Les stéréotypes de genre font en sorte que ces préjugés évoluent lentement. Les hommes sont valorisés pour leurs conquêtes, tandis que l’inverse ternit l’image de la femme.
«Quand tu affirmes ta sexualité et que c’est important pour toi d’avoir du plaisir, ça ouvre la porte à recevoir le jugement des autres. Les femmes qui affirment leur sexualité sur les réseaux sociaux peuvent recevoir des commentaires assez désobligeants», dénonce Mme Hébert.
«La masturbation chez l’homme est plus normalisée. Cela va valider la masculinité tandis que chez la femme, c’est vu comme quelque chose de sale et de honteux.» –Stéphanie Beaudet, sexologue.

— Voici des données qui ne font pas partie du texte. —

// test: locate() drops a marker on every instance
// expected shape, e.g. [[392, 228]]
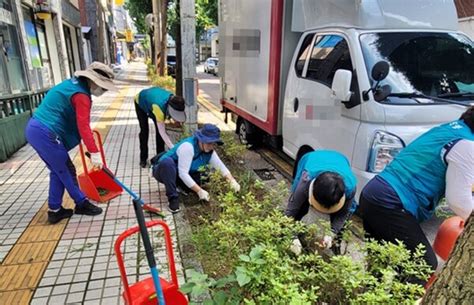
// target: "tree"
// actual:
[[206, 17], [455, 283], [138, 9]]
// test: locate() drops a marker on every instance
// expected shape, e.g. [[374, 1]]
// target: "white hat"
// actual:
[[319, 207], [100, 74]]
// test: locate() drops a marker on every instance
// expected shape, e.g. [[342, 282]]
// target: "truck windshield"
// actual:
[[432, 64]]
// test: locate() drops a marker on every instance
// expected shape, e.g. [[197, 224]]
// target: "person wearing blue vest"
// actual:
[[324, 180], [438, 163], [157, 104], [58, 125], [182, 164]]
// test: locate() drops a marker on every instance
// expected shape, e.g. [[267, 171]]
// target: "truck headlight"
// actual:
[[384, 149]]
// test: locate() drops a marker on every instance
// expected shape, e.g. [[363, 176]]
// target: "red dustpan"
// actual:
[[96, 184]]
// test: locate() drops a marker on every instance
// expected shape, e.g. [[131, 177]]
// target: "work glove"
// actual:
[[203, 195], [296, 246], [326, 243], [235, 185], [96, 160]]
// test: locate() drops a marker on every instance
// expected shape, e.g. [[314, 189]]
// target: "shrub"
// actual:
[[243, 243]]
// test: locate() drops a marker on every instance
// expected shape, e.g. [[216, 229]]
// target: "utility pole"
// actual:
[[188, 47], [156, 31]]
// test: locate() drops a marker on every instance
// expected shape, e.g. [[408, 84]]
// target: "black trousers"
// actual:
[[166, 172], [144, 132], [389, 224]]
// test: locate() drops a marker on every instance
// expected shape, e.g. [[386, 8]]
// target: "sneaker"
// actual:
[[173, 211], [87, 208], [181, 191], [173, 206], [55, 217]]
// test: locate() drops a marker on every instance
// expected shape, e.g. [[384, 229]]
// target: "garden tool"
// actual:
[[95, 184], [145, 206], [147, 291]]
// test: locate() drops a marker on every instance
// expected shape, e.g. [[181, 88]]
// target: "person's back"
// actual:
[[418, 173]]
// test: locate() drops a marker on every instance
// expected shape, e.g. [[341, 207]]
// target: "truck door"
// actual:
[[317, 119]]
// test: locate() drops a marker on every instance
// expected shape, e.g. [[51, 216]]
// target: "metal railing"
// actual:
[[20, 103]]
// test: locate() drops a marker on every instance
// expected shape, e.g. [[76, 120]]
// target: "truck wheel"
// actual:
[[245, 131]]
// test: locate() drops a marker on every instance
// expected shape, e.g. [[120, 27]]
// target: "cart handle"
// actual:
[[169, 250], [97, 135]]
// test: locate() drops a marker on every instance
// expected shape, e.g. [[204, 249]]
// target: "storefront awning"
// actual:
[[120, 35], [85, 29]]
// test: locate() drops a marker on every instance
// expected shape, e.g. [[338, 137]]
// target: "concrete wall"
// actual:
[[466, 25]]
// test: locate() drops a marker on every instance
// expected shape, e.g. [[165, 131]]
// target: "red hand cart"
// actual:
[[143, 292]]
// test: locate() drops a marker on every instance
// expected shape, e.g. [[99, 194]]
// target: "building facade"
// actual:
[[465, 10]]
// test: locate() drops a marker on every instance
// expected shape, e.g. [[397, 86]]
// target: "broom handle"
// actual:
[[149, 251]]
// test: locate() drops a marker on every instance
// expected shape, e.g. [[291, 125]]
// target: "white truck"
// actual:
[[303, 73]]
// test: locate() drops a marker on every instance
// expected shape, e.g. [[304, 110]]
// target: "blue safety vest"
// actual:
[[57, 113], [153, 96], [200, 158], [418, 173], [319, 161]]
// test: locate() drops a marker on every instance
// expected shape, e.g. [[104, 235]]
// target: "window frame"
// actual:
[[306, 65]]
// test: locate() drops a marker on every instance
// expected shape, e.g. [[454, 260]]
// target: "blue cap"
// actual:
[[209, 133]]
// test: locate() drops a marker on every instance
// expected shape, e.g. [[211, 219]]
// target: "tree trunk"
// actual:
[[179, 68], [164, 40], [455, 283]]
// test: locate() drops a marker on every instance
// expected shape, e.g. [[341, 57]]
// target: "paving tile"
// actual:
[[75, 297]]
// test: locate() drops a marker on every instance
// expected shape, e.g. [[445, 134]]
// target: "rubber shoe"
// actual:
[[87, 208], [181, 191], [173, 206], [55, 217]]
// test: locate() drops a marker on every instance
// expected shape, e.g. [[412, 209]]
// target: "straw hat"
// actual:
[[100, 74], [319, 207], [209, 133]]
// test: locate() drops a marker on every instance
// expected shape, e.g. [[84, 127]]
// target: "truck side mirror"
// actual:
[[380, 70], [341, 85]]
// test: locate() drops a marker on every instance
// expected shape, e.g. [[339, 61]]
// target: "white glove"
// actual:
[[235, 185], [203, 195], [96, 160], [326, 243], [296, 246]]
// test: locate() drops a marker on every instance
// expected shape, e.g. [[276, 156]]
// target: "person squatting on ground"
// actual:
[[181, 165], [58, 125], [324, 180], [439, 162], [158, 104]]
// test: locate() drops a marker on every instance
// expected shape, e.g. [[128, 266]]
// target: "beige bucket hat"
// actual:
[[99, 73], [319, 207]]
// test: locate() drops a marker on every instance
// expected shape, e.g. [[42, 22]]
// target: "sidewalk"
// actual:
[[73, 262]]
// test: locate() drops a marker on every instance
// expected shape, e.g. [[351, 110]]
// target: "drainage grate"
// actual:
[[264, 174]]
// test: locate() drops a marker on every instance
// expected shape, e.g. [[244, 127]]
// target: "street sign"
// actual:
[[128, 36]]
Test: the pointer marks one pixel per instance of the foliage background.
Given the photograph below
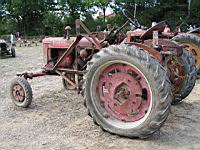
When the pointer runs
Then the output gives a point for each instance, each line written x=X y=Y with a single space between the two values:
x=49 y=17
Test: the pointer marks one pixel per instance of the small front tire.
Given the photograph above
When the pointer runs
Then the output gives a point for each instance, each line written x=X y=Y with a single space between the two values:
x=21 y=92
x=13 y=52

Il faut aller déconstruire les messages qui sont véhiculés dans la société, affirme Stéphanie Beaudet, également membre de l’Association des sexologues du Québec (ASQ).
Elle ajoute que tous ne sont pas ouverts à la masturbation, ce qui est normal. «Si une personne a le goût d’explorer, mais qu’elle se sent limitée par les discours sociétaux, c’est là que c’est problématique», souligne la sexologue.
Solutions
D’autres bienfaits sont reliés à la masturbation, comme une meilleure connaissance de son corps, son fonctionnement, les différents types de sensation et ce que l’on peut en retirer. «Cela permet à une personne de se familiariser avec son corps et de l’apprivoiser. Ainsi, elle sera plus à l’aise de le regarder et de le toucher», indique la sexologue.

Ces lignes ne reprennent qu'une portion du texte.